ROS-dependent therapeutic agents for leukemia treatment. The mechanism of action and the molecular targets of pro- or antioxidant drugs used in leukemia are shown. Along with conventional treatments, this figure depicts some promising examples of these approaches. 2-Methoxyestradiol (2ME2), a naturally occurring estrogen metabolite with antiproliferative and antiangiogenic activities is able to induce apoptosis through a ROS-dependent mechanism.
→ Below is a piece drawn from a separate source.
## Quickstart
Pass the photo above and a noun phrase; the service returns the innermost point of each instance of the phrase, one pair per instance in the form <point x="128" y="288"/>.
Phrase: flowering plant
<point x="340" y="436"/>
Also, this drug is able to target LSCs by inhibiting the transcriptional activity of HIF-1α, that is found over-expressed in LSCs under hypoxic conditions, thus down-regulating pro-leukemic HIF-1α target genes, including the vascular endothelial growth factor (VEGF) [130,131]. L-asparaginase treatment has recently been reported to induce autophagy by promoting apoptosis and cell growth inhibition in AML cells and has synergistic effects with conventional AML chemotherapies [132]. The thiodioxopiperazine natural product chaetocin (SUV39H1 inhibitor) is a competitive substrate and inhibitor of thioredoxin reductase and in this way induces cellular oxidative stress. In addition, as inhibitor of SUV39H1, a co-factor of the transcription factor RUNX1 which has an important role in the regulation of proliferation and self-renewal of hematopoietic stem cells, chaetocin also promotes differentiation of AML cells and has synergistic effects with HDAC inhibitors [133,134]. Dotted arrows with question marks indicate plausible mechanisms of action. Full and dashed arrows indicate well-established or hypothetical molecular mechanisms, respectively.

Figure 5

Antioxidant and pro-oxidant strategies as antileukemia therapeutic tools. Pro-oxidant treatments are designed as a strategy to overwhelm the redox adaptation of leukemia cells by inducing oxidative stress incompatible with cellular viability. Enhanced ROS production leads to lipid peroxidation, protein oxidation and DNA damage resulting in increased apoptosis. Conversely, antioxidant treatments are aimed to reduce the leukemogenic potential by tuning down cell proliferation and survival pathways in leukemia cells with high ROS levels. Distinct arrows indicate the involvement of these treatments in different processes and subcellular compartments.